[OpenAFS-devel] Adding an "estimate" function to vlserver

Wed, 2 Apr 2003 12:55:38 -0500 (EST)

Greetings,

We are looking to add a new feature to the vlserver but would like
to get some design feedback before final coding and submitting a patch.

This is related to our work building an interface between AFS and the
Amanda backup system.  Part of the amanda process is to first run an
"estimate" phase before actually running the real backup.  The results
of the estimate phase are then used in a planning phase to decide what
dump levels to run on each filesystem being backed up.

AFS has vos dump, which is useful for doing the actual volume dumps,
but there is no easy way to get an accurate estimate of the dump size,
short of running the dump into /dev/null and counting how many bytes
went by.  We could actually do it this way but it's time-consuming
and resource wasteful.  We could also just take the size from vos
examine, but some quick experiments with this showed inacuracies as
large as 4%, which we feel is unacceptable.
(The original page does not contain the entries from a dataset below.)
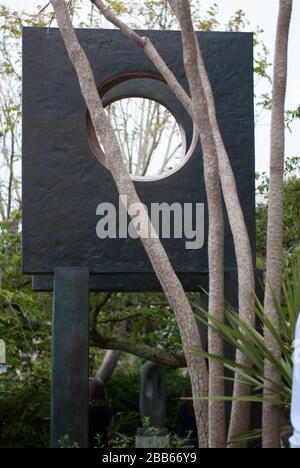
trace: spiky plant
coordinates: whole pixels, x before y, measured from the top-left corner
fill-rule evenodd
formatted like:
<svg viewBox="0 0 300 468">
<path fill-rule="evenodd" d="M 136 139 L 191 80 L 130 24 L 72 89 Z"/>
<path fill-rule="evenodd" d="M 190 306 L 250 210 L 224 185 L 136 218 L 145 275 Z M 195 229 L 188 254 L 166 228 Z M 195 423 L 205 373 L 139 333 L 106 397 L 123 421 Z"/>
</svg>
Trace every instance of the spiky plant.
<svg viewBox="0 0 300 468">
<path fill-rule="evenodd" d="M 275 299 L 278 316 L 280 319 L 280 334 L 276 332 L 271 322 L 264 314 L 263 305 L 256 300 L 255 313 L 257 316 L 256 328 L 250 326 L 242 320 L 238 313 L 231 307 L 226 308 L 226 321 L 222 323 L 211 317 L 205 310 L 200 309 L 201 320 L 207 327 L 211 327 L 217 332 L 225 342 L 234 349 L 242 351 L 253 363 L 252 368 L 237 364 L 235 361 L 220 358 L 204 351 L 201 354 L 208 359 L 215 359 L 224 364 L 224 367 L 237 374 L 239 378 L 251 384 L 252 394 L 243 398 L 243 401 L 263 403 L 268 401 L 279 406 L 283 415 L 288 414 L 291 405 L 292 379 L 293 379 L 293 354 L 294 354 L 294 333 L 300 311 L 300 255 L 294 262 L 291 271 L 285 276 L 282 285 L 282 302 Z M 199 314 L 198 314 L 199 317 Z M 281 359 L 277 359 L 266 347 L 263 329 L 266 328 L 271 333 L 273 339 L 281 349 Z M 276 384 L 276 395 L 264 394 L 264 362 L 269 361 L 281 375 L 281 385 Z M 233 377 L 227 377 L 233 380 Z M 273 383 L 273 382 L 270 382 Z M 233 401 L 230 396 L 214 398 L 225 401 Z M 290 431 L 290 427 L 283 427 L 283 435 Z M 249 434 L 243 434 L 241 439 L 256 439 L 261 436 L 258 428 Z"/>
</svg>

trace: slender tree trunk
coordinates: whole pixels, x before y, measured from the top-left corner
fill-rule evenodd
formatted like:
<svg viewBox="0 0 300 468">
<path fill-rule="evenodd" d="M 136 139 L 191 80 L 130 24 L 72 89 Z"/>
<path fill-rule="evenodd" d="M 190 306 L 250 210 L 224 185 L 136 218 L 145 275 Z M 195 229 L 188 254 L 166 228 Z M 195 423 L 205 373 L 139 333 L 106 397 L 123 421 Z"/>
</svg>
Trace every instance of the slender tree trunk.
<svg viewBox="0 0 300 468">
<path fill-rule="evenodd" d="M 185 0 L 169 0 L 169 3 L 174 13 L 177 15 L 182 29 L 185 28 L 187 31 L 190 29 L 194 34 L 189 2 Z M 186 25 L 184 25 L 184 20 L 188 21 Z M 192 41 L 192 32 L 190 32 L 189 41 Z M 211 131 L 218 155 L 219 175 L 235 245 L 239 281 L 239 312 L 240 316 L 244 320 L 251 325 L 254 325 L 255 313 L 251 304 L 251 295 L 253 295 L 254 292 L 254 270 L 251 245 L 244 215 L 239 202 L 234 174 L 219 130 L 212 88 L 197 40 L 196 47 L 198 49 L 197 63 L 202 85 L 201 92 L 204 94 L 204 98 L 207 103 Z M 240 352 L 237 353 L 236 360 L 240 364 L 249 367 L 251 366 L 251 362 Z M 250 394 L 251 387 L 242 383 L 238 376 L 236 376 L 234 397 L 240 399 L 241 397 L 249 396 Z M 250 404 L 235 400 L 232 406 L 229 441 L 235 439 L 239 434 L 247 432 L 249 424 Z"/>
<path fill-rule="evenodd" d="M 193 103 L 194 122 L 199 130 L 202 150 L 204 179 L 209 211 L 209 313 L 220 321 L 224 320 L 224 218 L 218 160 L 211 133 L 207 102 L 204 95 L 197 65 L 197 45 L 189 11 L 178 4 L 177 15 L 182 28 L 184 65 L 189 81 Z M 209 330 L 209 352 L 224 356 L 223 340 Z M 223 364 L 209 362 L 209 397 L 224 396 Z M 223 401 L 209 401 L 209 447 L 225 448 L 225 404 Z"/>
<path fill-rule="evenodd" d="M 176 315 L 191 376 L 193 395 L 205 397 L 208 394 L 208 373 L 203 357 L 193 351 L 193 349 L 201 346 L 201 340 L 191 306 L 160 240 L 149 236 L 149 233 L 154 232 L 154 228 L 127 171 L 117 137 L 103 109 L 90 63 L 77 40 L 66 5 L 63 0 L 51 0 L 51 3 L 70 60 L 77 72 L 80 88 L 91 115 L 98 143 L 99 145 L 100 143 L 103 144 L 105 154 L 108 155 L 106 157 L 107 166 L 111 171 L 120 195 L 126 195 L 129 205 L 135 204 L 134 206 L 138 206 L 140 209 L 140 219 L 142 221 L 141 241 L 166 298 Z M 195 414 L 199 428 L 199 444 L 201 447 L 207 447 L 207 402 L 196 400 Z"/>
<path fill-rule="evenodd" d="M 165 61 L 159 55 L 149 38 L 140 37 L 136 31 L 133 31 L 128 25 L 123 23 L 119 18 L 116 18 L 104 5 L 102 0 L 91 0 L 108 21 L 114 24 L 116 27 L 134 40 L 141 48 L 143 48 L 145 54 L 154 63 L 157 70 L 164 77 L 166 83 L 175 93 L 180 102 L 184 105 L 186 110 L 189 112 L 191 117 L 193 115 L 193 104 L 192 100 L 182 88 L 180 83 L 177 81 L 175 75 L 168 68 Z M 169 2 L 176 14 L 176 1 Z M 226 204 L 226 209 L 229 216 L 230 227 L 232 230 L 237 265 L 238 265 L 238 281 L 239 281 L 239 310 L 241 316 L 246 319 L 250 324 L 254 325 L 254 309 L 251 305 L 251 298 L 253 298 L 254 291 L 254 271 L 253 271 L 253 259 L 249 236 L 245 224 L 244 215 L 240 206 L 239 197 L 237 193 L 236 182 L 234 174 L 231 168 L 230 160 L 228 158 L 216 117 L 215 102 L 210 86 L 210 82 L 206 73 L 206 69 L 203 63 L 201 51 L 199 49 L 198 64 L 200 76 L 203 82 L 203 88 L 205 90 L 206 99 L 208 102 L 209 116 L 212 126 L 212 132 L 217 147 L 218 163 L 219 163 L 219 175 L 221 178 L 221 184 Z M 204 113 L 205 114 L 205 113 Z M 251 363 L 241 353 L 237 353 L 237 361 L 241 364 L 251 366 Z M 248 396 L 251 393 L 251 388 L 248 385 L 244 385 L 236 376 L 234 396 L 239 398 Z M 247 432 L 250 422 L 250 405 L 241 401 L 233 403 L 230 435 L 229 440 L 236 438 L 239 434 Z"/>
<path fill-rule="evenodd" d="M 118 334 L 119 338 L 125 338 L 126 336 L 126 321 L 122 322 L 119 326 Z M 121 357 L 121 351 L 110 349 L 106 351 L 102 364 L 96 374 L 97 379 L 101 379 L 104 383 L 107 383 L 113 375 L 118 362 Z"/>
<path fill-rule="evenodd" d="M 285 152 L 285 97 L 287 86 L 288 40 L 292 16 L 292 0 L 280 0 L 277 24 L 273 107 L 271 126 L 270 195 L 267 233 L 267 273 L 265 314 L 280 334 L 280 322 L 274 297 L 280 303 L 283 255 L 283 176 Z M 271 334 L 265 329 L 265 342 L 269 351 L 278 359 L 281 352 Z M 269 361 L 265 362 L 265 395 L 277 394 L 281 377 Z M 274 385 L 270 383 L 274 382 Z M 275 396 L 275 395 L 274 395 Z M 270 403 L 263 405 L 263 447 L 280 447 L 280 409 Z"/>
<path fill-rule="evenodd" d="M 101 367 L 96 373 L 96 379 L 102 380 L 102 382 L 106 384 L 113 375 L 118 365 L 118 362 L 120 361 L 121 354 L 121 351 L 116 351 L 112 349 L 106 351 Z"/>
<path fill-rule="evenodd" d="M 13 183 L 14 183 L 14 159 L 15 159 L 15 137 L 14 130 L 11 130 L 11 149 L 9 159 L 9 181 L 8 181 L 8 193 L 7 193 L 7 219 L 9 220 L 12 210 L 13 202 Z"/>
<path fill-rule="evenodd" d="M 208 102 L 211 128 L 217 148 L 219 174 L 222 185 L 222 192 L 227 209 L 229 224 L 233 236 L 237 270 L 238 270 L 238 300 L 240 317 L 249 325 L 255 326 L 254 311 L 254 259 L 252 257 L 249 234 L 245 222 L 244 213 L 240 204 L 235 176 L 231 167 L 230 159 L 224 145 L 217 121 L 216 107 L 212 88 L 203 62 L 199 47 L 198 67 L 202 83 Z M 236 353 L 236 362 L 240 365 L 252 367 L 252 362 L 239 350 Z M 235 376 L 230 426 L 228 433 L 228 447 L 243 447 L 245 444 L 238 444 L 236 440 L 241 434 L 249 431 L 251 405 L 243 402 L 243 397 L 248 397 L 252 393 L 251 385 L 244 383 L 238 374 Z"/>
</svg>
In order to get a first-order project designed, coded, and functioning,
we initially wrote a standalone utility that produces an accurate
estimate by parsing the volume format and adding up the appropriate
values.  This utility is very fast and produces an exactly accurate
result, but it has a couple of drawbacks.  First it has to run as root
on the fileserver in order to access the on-disk volume, and second
it depends on knowing the volume format.  If the format were ever to
change, our utility would produce erroneous results if it were not kept
current with the volume format.

For these reasons we feel the best approach is to add an "estimate"
function to the volserver, and to its vos interface.  This would allow
estimates to be obtained on any client (with appropriate user
credentials), would eliminate the separate root process on the
filserver, and would put the estimating code in the AFS source tree
where it can most easily be kept in sync with any future volume format
changes.

Moving to implementation details, our first thought was to call this
new function "vos dump -estimate" and we've gone ahead and coded up
a working implementation of this, but in hindsight we think perhaps
this is not the best choice and we should make it "vos estimate"
instead.  The "who really cares which way you do it?" answer turns out
to be hiding in the coding details.

Adding a -estimate flag to vos dump required adding an extra parameter
to the existing vos dump RPC call, which breaks backward compatibility
with existing vlservers and vos command suites.  This seems like a bad
thing to do when it can be easily avoided.

Adding a new vos command "vos estimate" leaves vos dump as is so it
remains backward compatible.  Instead it requires adding a new RPC
opcode.  We are currently inclined to proceed in this direction, but
would like to pause for a moment and submit some questions and gather
feedback before going any further with this.

Questions:

1. Are there any objections to adding this new feature to vlserver?

2. If yes, is it agreeable that the "vos estimate" approach is the
preferred one to proceed with?

3. If yes again, is there any preference what RPC opcode to use next,
or should we just take the next free one and go with it?

Thank you for your time if you've read this far.  Apologies for being
a bit long-winded but it seemed worth describing the details of the
design process in order to inform the ensuing discussion.

-Mitch